Les Carabins entrent en territoire inconnu — idem pour leurs partisans. Quand ils fouleront le terrain du CEPSUM samedi prochain, ce sera la première fois qu'ils le feront pour un enjeu de cette taille.

«Nous avons un groupe très spécial, a noté Maciocia. Je ne crois pas qu'ils réalisent ce qu'ils ont accompli. Ils semblent être insensibles à ce qui se passe autour d'eux, et je pense que j'aime ça comme ça. Au moins pour quelques semaines encore. Je suis très fier d'être en mesure de marquer l'histoire de l'université, mais il reste — au minimum — un autre match à jouer. On va travailler très fort.»

Maciocia ne compte pas changer quoi que ce soit à son approche pour cette rencontre face aux Bisons, qu'il ne perçoit que comme l'étape suivante pour son club.

«Pour nous, il n'y a pas grand-chose qui va changer. Je réalise que c'est différent d'un match de saison régulière. Mais nous avons un groupe d'athlètes tellement calme. Je ne pense pas qu'on va travailler plus fort: rendu à ce point-ci, ça fait deux mois et demi qu'on ne perd pas de match. Ce qu'on fait, ça fonctionne.»
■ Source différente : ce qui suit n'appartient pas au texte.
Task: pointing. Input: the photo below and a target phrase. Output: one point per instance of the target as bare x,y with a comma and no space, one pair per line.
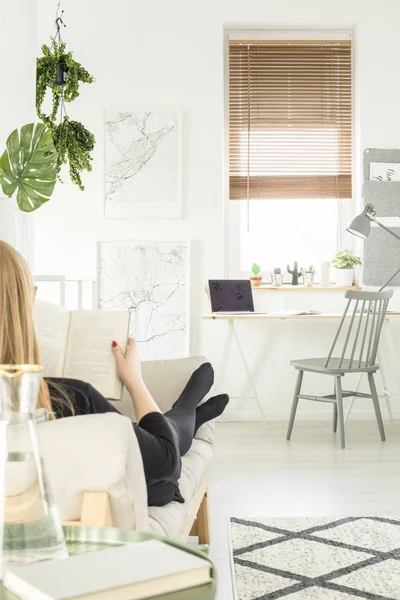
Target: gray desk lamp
361,227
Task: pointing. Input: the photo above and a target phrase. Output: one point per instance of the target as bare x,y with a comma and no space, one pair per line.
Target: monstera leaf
29,165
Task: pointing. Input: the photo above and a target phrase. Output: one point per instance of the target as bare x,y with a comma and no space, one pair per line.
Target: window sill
302,288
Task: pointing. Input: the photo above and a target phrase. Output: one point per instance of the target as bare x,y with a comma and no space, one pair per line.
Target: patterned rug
316,558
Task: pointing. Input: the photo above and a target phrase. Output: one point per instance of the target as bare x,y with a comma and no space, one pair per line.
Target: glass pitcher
30,527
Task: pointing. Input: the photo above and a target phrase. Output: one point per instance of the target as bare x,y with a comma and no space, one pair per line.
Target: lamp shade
360,226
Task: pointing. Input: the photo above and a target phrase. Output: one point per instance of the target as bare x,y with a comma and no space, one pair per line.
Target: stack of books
132,572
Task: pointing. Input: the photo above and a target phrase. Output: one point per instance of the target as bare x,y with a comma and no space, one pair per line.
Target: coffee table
89,539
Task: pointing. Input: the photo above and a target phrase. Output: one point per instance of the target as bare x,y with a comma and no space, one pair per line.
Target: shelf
303,288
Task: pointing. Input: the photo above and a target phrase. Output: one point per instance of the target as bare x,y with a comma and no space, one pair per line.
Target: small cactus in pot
295,273
255,276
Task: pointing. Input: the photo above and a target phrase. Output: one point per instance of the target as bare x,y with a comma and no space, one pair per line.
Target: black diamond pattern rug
316,558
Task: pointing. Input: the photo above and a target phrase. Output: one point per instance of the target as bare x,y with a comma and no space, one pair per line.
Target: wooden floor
258,473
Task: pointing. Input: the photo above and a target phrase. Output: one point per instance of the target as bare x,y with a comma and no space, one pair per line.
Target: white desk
232,336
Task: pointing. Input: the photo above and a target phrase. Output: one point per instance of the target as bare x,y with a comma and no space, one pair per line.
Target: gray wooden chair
357,339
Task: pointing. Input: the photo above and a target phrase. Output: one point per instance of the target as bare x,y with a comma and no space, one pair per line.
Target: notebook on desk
231,296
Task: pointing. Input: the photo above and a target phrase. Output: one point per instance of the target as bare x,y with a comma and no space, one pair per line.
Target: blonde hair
18,341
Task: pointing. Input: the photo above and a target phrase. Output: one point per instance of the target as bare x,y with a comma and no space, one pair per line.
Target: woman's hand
129,368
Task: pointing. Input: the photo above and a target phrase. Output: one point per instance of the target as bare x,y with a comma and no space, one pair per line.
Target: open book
77,344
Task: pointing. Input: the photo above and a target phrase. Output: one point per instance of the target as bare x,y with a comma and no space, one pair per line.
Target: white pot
344,277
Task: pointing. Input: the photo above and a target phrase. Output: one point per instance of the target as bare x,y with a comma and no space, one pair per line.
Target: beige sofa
96,471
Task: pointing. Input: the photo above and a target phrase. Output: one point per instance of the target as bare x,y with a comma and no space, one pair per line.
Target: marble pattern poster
150,280
143,174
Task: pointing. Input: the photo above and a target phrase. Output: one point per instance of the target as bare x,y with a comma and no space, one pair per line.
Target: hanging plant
74,144
59,73
29,166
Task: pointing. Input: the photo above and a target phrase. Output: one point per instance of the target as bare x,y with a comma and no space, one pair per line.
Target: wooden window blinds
290,119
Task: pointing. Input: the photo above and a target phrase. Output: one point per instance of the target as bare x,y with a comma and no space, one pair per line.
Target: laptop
231,296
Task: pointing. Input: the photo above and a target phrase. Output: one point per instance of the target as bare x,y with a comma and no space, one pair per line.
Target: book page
52,323
89,355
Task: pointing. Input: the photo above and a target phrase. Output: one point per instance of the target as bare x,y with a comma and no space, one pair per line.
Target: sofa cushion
168,520
96,453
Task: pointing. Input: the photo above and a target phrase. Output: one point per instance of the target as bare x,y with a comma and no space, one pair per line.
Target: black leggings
162,439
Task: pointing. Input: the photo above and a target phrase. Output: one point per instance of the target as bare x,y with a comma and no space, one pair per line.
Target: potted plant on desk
255,276
308,276
344,263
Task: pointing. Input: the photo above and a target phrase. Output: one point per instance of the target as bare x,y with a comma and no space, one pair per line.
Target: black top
157,438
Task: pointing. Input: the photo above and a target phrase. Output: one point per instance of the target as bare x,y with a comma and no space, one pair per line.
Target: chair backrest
361,327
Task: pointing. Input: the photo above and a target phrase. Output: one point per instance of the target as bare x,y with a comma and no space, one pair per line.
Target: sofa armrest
96,453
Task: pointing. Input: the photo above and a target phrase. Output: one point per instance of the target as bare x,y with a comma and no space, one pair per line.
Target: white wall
171,53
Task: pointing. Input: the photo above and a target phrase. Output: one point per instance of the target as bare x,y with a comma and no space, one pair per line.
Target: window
290,146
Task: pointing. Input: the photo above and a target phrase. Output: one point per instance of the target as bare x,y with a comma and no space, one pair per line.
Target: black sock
213,408
198,386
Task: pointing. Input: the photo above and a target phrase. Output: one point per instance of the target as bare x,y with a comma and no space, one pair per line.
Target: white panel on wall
143,164
150,280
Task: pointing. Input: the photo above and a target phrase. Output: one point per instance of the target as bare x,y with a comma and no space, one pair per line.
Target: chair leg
339,403
335,418
295,403
375,400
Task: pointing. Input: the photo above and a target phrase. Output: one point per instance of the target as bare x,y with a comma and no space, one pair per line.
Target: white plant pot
344,277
Et il ne craint pas qu'après cette victoire émotive de 12-9 en prolongation contre le Rouge et Or — qui a permis à trois de ses protégés, Philip Enchill, Byron Archambault et Louis-Philippe Simoneau, d'être nommés joueur de la semaine —, ses joueurs connaissent une baisse de régime.

«Je n'ai pas peur à un relâchement. Nos joueurs sont — physiquement et mentalenent — tellement forts que je ne pense pas que ce sera un problème. Mes joueurs, comme moi, sommes tellement curieux d'embarquer sur le terrain devant 5100 partisans qui, comme nous, n'aurons jamais vécu un match comme celui-là, que ça va énormément nous aider dans notre préparation.»

Un club imposant

Justement, la préparation sera cruciale, puisque la composition des Bisons ne ressemble en rien à ce que les joueurs des Carabins sont habitués et ils devront se préparer pour quelque chose qu'ils n'ont encore jamais vu cette saison.

«C'est une équipe très physique: je pense que leur ligne offensive à une moyenne de six pieds quatre, six pieds cinq et à peu près 310 livres, a fait remarquer l'entraîneur. Ils vont tenter d'établir leur jeu au sol. Ils ont un excellent receveur qui va probablement être repêché dans les deux premières rondes en 2015.

«Défensivement, c'est une équipe très active sur la ligne. C'est le prototype d'une équipe de l'Ouest canadien: ils sont gros, ils jouent un football physique avec une certaine attitude. Ce sera toute une bagarre sur la ligne de mêlée. Nous devrons la gagner si on espère sortir vainqueur de ce duel.»

Déjà mis en vente depuis samedi soirs, les billets pour le duel de samedi s'envolent à un bon rythme: 3200 ont déjà trouvé preneurs, alors que la capacité maximale du CEPSUM est de 5100 spectateurs.